6. Remove index/<GUID> and index/<GUID>.bloomfilter files from the backup that are not listed in indexFiles.
7. Copy the index/stream-existence/streamExistenceFilter.chk file (if present) to the backup.
8. Copy the index/stream-existence/streamExistenceFilter.dat file (if present) to the backup.
9. Copy the index/scavenging/scavenging.db file (if present) to the backup. It should be the only file in the scavenging directory.

Then backup the log:

1. Rename the last chunk in the backup to have a .old suffix. e.g. rename chunk-000123.000000 to chunk-000123.000000.old.
2. Copy chaser.chk to the backup.
3. Copy epoch.chk to the backup.
4. Copy writer.chk to the backup.
5. Copy proposal.chk to the backup.
6. Make a list chunkFiles of all chunk files (chunk-X.Y) in the source.
7. Copy the files listed in chunkFiles to the backup, skipping file names already in the backup. All files should copy successfully. None should have been deleted since scavenge is not running.
8. Remove any chunks from the backup that are not in the chunksFiles list. This will include the .old file from step 1.

Restore

1. Ensure the KurrentDB process is stopped. Restoring a database on running instance is not possible and, in most cases, will lead to data corruption.
2. Copy all files to the desired location.
3. Create a copy of chaser.chk and call it truncate.chk.

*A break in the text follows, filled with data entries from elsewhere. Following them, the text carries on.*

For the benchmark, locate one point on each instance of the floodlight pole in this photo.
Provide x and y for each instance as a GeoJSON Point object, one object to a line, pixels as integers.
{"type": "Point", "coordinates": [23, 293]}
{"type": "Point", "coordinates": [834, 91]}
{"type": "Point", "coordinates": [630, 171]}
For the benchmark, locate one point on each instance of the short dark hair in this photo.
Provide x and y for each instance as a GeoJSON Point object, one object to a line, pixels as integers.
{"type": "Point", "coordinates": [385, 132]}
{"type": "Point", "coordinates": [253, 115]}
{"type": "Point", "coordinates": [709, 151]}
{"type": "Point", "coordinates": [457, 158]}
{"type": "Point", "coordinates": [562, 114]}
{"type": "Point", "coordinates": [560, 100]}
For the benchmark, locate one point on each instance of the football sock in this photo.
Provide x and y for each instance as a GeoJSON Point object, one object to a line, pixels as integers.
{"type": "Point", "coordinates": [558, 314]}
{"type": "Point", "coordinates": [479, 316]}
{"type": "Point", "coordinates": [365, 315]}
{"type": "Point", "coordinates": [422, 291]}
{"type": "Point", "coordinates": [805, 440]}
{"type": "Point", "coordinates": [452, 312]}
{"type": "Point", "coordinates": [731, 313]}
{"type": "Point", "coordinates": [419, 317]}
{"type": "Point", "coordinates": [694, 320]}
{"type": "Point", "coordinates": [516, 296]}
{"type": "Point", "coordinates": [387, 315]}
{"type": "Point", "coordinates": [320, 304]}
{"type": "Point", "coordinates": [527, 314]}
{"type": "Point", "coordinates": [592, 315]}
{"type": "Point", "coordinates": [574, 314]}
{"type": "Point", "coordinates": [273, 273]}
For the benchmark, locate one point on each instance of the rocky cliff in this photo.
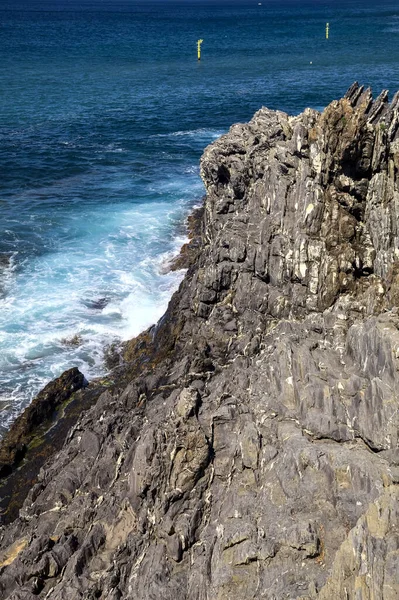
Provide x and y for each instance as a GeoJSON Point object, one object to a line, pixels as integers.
{"type": "Point", "coordinates": [249, 447]}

Stopping an ongoing scavenge before taking a backup

It is extremely important to stop any ongoing scavenge before taking a backup. If this step is not followed, the backed up data may have missing or corrupted files. Your backup script can include the following steps to ensure that any ongoing scavenge is stopped before a node is backed up:

1. Do an HTTP GET request to /admin/scavenge/current or /admin/scavenge/last to determine if there is an ongoing scavenge on the node.
2. If there is one, do an HTTP DELETE request to /admin/scavenge/{scavengeId} to abort the scavenge. {scavengeId} can be obtained from the HTTP response received in the first step.
3. If you are using the auto-scavenge feature, it is recommended to pause auto-scavenge by doing a POST request to /auto-scavenge/pause. This will ensure that no new scavenges are launched on the node while it is being backed up.
4. You can now back up the node's data
5. If you are using the auto-scavenge feature, you can resume auto-scavenge by doing a POST request to /auto-scavenge/resume.
6. Finally, you can optionally resume the scavenge that was aborted by starting a new one. This can be done with a POST request to /admin/scavenge. If you are using the auto-scavenge feature, it will resume the scavenge automatically.

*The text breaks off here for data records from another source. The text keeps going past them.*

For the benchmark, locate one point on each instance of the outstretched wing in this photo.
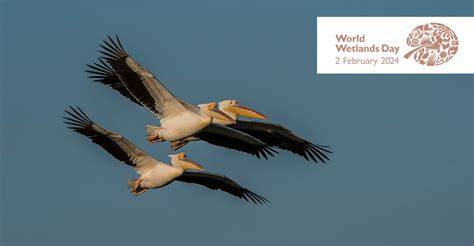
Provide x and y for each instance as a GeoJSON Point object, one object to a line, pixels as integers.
{"type": "Point", "coordinates": [280, 137]}
{"type": "Point", "coordinates": [232, 139]}
{"type": "Point", "coordinates": [118, 146]}
{"type": "Point", "coordinates": [139, 82]}
{"type": "Point", "coordinates": [219, 182]}
{"type": "Point", "coordinates": [103, 73]}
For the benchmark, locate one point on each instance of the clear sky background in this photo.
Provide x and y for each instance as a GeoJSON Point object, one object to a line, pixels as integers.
{"type": "Point", "coordinates": [401, 173]}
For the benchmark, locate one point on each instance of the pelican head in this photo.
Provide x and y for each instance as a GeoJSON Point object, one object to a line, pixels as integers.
{"type": "Point", "coordinates": [211, 110]}
{"type": "Point", "coordinates": [234, 109]}
{"type": "Point", "coordinates": [181, 161]}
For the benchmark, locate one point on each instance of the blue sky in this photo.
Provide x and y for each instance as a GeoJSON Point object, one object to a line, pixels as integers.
{"type": "Point", "coordinates": [401, 173]}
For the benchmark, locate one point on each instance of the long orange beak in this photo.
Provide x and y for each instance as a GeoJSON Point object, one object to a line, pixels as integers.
{"type": "Point", "coordinates": [244, 111]}
{"type": "Point", "coordinates": [218, 114]}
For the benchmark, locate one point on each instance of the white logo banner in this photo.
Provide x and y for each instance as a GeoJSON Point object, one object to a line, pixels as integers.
{"type": "Point", "coordinates": [395, 45]}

Other options for data recovery

Additional node (aka Hot Backup)

Increase the cluster size from 3 to 5 to keep further copies of data. This increase in the cluster size will slow the cluster's writing performance as two follower nodes will need to confirm each write.

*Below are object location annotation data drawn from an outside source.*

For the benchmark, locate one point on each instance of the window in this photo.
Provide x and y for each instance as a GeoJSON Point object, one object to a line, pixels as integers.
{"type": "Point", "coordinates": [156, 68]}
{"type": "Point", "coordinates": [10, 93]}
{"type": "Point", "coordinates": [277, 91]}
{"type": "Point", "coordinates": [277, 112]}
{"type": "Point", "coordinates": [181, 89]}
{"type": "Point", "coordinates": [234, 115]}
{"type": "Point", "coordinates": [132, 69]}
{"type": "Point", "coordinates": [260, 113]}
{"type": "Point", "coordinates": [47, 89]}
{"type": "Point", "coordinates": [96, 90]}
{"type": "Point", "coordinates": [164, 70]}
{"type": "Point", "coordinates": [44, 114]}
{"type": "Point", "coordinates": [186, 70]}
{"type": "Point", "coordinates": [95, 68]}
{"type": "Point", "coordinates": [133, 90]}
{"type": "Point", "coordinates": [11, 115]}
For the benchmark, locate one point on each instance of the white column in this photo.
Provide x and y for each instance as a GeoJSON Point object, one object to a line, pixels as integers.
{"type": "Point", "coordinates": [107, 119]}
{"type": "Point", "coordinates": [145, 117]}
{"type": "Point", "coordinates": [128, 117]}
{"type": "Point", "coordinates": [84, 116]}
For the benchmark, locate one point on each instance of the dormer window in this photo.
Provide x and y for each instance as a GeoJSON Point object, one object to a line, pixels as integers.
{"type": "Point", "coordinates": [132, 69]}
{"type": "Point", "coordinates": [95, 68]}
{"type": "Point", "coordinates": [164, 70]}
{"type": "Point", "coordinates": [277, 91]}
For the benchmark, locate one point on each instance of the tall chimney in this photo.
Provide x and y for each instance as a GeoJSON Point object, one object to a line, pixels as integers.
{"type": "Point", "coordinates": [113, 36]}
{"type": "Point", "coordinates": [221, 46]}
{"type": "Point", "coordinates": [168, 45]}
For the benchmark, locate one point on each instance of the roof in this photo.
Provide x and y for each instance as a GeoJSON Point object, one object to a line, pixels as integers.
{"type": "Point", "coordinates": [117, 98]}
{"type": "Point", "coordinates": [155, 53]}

Alternatively, you can use a read-only replica node, which is not a part of the cluster. In this case, the write performance will be minimally impacted.

Alternative storage

Set up a durable subscription that writes all events to another storage mechanism such as a key/value or column store. These methods would require a manual set up for restoring a cluster node or group.

Backup cluster

Use a second KurrentDB cluster as a backup. Such a strategy is known as a primary/secondary back up scheme.

The primary cluster asynchronously pushes data to the second cluster using a durable subscription. The second cluster is available in case of a disaster on the primary cluster.

If you are using this strategy, we recommend you only support manual fail over from primary to secondary as automated strategies risk causing a split brain problem.